I'm total newbie in git-svn bridge and faced a task to migrate from SVN repo to GIT. SVN structure looks really terribly:
root
base
server
core
branch
tags
trunk
webapp
branch
tags
trunk
....
client
core
branch
tags
trunk
....
....
....
As a "talented svn migrate-master", I executed git svn clone ..../root
and cloned the whole repository. I have no branches visible to GIT:
$ git branch -a
* master
remotes/git-svn
I can easily navigate to root-base-server-core-branch-my-awesome-branch
and it looks like regular folder.
How to continue svn2git conversation? Looks like I should start from scratch but cloning this evil took one week and I don't want to wait again...
You have multiple svn projects in that repo. Do you want to combine them in git? You may want to look into making a separate git repository for client, core and webapp.
Look into git svn clone's --branches
, it can take multiple wildcards, which you may need with that terrible svn structure.

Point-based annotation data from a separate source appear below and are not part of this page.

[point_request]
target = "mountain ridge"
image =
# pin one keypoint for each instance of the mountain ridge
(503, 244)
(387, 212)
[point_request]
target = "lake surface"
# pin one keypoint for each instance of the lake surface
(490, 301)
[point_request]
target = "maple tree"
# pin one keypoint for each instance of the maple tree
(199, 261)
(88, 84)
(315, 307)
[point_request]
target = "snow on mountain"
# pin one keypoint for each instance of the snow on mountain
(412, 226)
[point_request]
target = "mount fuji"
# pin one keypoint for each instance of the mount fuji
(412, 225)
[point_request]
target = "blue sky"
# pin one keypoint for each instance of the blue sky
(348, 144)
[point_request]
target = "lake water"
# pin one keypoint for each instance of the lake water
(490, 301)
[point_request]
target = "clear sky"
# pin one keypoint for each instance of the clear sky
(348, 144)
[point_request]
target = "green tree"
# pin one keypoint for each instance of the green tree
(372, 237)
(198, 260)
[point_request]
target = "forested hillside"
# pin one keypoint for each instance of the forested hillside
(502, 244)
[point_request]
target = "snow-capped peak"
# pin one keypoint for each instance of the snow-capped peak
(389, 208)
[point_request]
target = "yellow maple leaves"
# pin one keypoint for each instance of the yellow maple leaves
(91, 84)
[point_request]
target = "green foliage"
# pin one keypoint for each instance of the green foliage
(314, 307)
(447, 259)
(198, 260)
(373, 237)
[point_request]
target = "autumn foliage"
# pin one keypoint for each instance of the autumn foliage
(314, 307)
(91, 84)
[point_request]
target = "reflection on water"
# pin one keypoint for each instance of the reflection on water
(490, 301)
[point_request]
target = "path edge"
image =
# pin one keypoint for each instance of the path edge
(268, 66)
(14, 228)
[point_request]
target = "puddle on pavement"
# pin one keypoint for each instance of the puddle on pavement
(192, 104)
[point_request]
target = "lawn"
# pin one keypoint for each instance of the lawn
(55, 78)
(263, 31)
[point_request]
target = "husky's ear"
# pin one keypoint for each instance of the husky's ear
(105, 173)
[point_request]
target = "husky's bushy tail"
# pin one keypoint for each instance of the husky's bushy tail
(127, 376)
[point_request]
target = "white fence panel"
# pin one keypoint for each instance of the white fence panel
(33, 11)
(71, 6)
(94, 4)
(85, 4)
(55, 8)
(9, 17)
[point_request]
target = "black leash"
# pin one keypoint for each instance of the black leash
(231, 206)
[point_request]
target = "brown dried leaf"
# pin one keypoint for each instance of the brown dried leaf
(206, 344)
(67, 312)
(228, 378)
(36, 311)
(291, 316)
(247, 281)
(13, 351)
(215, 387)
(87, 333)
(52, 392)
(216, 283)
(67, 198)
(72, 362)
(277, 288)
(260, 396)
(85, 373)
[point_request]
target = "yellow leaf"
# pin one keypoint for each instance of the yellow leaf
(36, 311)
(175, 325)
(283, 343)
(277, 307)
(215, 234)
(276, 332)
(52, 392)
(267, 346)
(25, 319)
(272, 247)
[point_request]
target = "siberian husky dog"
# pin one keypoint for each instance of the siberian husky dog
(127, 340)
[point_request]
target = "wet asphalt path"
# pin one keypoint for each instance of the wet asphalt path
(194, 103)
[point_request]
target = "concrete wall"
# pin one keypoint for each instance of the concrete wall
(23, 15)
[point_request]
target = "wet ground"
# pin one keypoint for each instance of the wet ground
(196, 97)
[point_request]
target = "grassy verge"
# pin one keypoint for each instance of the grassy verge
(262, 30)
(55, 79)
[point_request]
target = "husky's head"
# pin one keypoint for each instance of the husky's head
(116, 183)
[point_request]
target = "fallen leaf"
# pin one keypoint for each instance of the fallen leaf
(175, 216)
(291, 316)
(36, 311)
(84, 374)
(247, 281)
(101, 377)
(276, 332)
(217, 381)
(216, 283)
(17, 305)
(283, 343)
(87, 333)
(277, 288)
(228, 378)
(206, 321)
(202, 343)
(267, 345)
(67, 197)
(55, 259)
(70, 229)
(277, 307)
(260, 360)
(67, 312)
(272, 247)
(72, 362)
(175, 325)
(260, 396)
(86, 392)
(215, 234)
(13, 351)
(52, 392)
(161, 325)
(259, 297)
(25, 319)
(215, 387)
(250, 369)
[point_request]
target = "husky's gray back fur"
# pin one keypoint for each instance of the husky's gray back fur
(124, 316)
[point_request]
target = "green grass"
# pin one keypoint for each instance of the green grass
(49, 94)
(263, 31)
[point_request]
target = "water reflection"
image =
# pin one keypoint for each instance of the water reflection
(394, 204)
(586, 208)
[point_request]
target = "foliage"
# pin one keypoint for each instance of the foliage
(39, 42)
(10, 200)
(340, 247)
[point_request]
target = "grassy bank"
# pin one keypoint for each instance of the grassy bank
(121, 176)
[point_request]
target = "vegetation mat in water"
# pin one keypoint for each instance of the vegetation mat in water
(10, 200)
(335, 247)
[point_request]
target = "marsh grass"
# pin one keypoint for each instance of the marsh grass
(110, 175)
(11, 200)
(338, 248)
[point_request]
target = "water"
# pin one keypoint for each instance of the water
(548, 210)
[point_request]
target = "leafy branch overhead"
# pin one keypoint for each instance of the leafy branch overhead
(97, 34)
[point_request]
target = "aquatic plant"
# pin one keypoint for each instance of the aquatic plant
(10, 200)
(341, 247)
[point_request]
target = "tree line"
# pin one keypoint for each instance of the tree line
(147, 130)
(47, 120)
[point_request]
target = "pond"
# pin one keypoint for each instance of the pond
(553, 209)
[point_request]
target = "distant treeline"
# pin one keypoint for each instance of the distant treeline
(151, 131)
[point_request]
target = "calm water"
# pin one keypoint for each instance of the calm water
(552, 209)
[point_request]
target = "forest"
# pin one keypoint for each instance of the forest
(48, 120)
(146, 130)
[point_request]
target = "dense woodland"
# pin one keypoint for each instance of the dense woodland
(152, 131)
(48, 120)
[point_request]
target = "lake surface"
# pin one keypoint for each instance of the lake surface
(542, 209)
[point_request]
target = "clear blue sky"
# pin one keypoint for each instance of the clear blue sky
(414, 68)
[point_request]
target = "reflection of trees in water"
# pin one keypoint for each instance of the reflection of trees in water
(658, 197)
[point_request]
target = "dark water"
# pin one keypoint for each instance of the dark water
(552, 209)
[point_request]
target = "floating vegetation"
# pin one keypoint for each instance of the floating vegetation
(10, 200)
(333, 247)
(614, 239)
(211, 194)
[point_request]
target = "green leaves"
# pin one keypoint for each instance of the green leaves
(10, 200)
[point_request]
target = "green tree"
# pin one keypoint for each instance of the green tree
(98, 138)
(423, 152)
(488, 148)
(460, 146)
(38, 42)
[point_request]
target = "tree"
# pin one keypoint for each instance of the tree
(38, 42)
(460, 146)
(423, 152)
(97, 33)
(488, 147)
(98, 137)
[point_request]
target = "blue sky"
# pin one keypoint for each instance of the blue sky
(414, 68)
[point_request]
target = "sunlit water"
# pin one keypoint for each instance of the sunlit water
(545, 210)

Something like --branches=*/*/*/*/branch/*
You can also use multiple --branches
as in --branches=coked/out/path/branch/* --branches=totally/messed/up/path/branches/*
From the help:
-T<trunk_subdir>, --trunk=<trunk_subdir>, -t<tags_subdir>, --tags=<tags_subdir>, -b<branches_subdir>, --branches=<branches_subdir>, -s, --stdlayout These are optional command-line options for init. Each of these flags can point to a relative repository path (--tags=project/tags) or a full url (--tags=https://foo.org/project/tags). You can specify more than one --tags and/or --branches options, in case your Subversion repository places tags or branches under multiple paths. The option --stdlayout is a shorthand way of setting trunk,tags,branches as the relative paths, which is the Subversion default. If any of the other options are given as well, they take precedence.